What does all this mean? Well, the scientists say, it creates the distinct possibility that "a certain level of lethal violence in humans arises from the occupation of a position within a particularly violent mammalian clade [group of descendants from one ancestor] in which violence seems to have been ancestrally present.” They think we get some of our particular rates of violence, or at least got them, from our primate ancestors. But does this mean we can start using genetic excuses for hitting people on the head?

Are We Destined To Be Violent Because Of Our Biology?

Animal behavior isn't the end of the story, though. The scientists also took in a lot of data about the massive shifts in human violence throughout history. While the Paleolithic human levels of violence fit their model predicting how violent different primate species should act, and the medieval era was one of the most lethal periods in human history for person-on-person death, levels of violence among humans have actually fluctuated a lot, including a large dip in the modern day. And that, the scientists say, means that we're not just destined by biology to be violent — society has a huge role to play in how we use our evolutionary strategies. Lead scientist Gomez told The Guardian that “lethal violence is part of our evolutionary history but not carved in stone in ‘our genes’. At least to some extent, the way humans organise in societies influences our levels of lethal violence.” In other words, while our genes may have taught us that violence is a good solution, the way in which we live heavily influences how we use that lesson.

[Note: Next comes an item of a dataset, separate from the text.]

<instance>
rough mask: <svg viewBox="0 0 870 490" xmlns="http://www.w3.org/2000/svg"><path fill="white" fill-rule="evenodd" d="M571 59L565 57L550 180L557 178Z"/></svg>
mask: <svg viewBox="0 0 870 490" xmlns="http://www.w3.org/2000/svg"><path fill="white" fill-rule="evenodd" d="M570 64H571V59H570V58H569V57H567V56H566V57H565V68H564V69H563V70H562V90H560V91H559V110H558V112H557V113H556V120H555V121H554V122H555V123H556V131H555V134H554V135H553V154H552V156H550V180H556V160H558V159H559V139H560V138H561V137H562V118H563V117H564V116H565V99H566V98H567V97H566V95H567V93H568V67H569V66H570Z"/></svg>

There have been a few arguments about whether the data is precise enough to give us a nuanced look at human-based violence, though. One expert called the scientists' collection of species violence "a real soup of figures", because it included everything from cannibalism to infanticide to individual fights. This isn't a nitpicking response; defining kinds of violence matters, particularly because they tend to differ significantly between species and between primates. Biological anthropologist Richard Wrangham told National Geographic that one of the things that really distinguishes human violence is that it's largely done by adults to adults — the group of animals that engages in this kind of behavior is "very small," according to Wrangham, with lions and wolves as co-members. Among most primates, the most common form of murder is killing children. So the precise nature of our inheritance, and whether it's legitimate to say all kinds of violence have some kind of evolutionary component, remains unclear.

So what can you do with this information? It's helpful to know that some scientists think we've evolved to know violence might get us out of a tight spot. But it's also important to remember that society plays an enormous role in shaping our attitudes towards committing violent acts — so biology is no excuse. Meaning, there won't be any successful murder defenses based on "my primate brain made me do it" any time soon.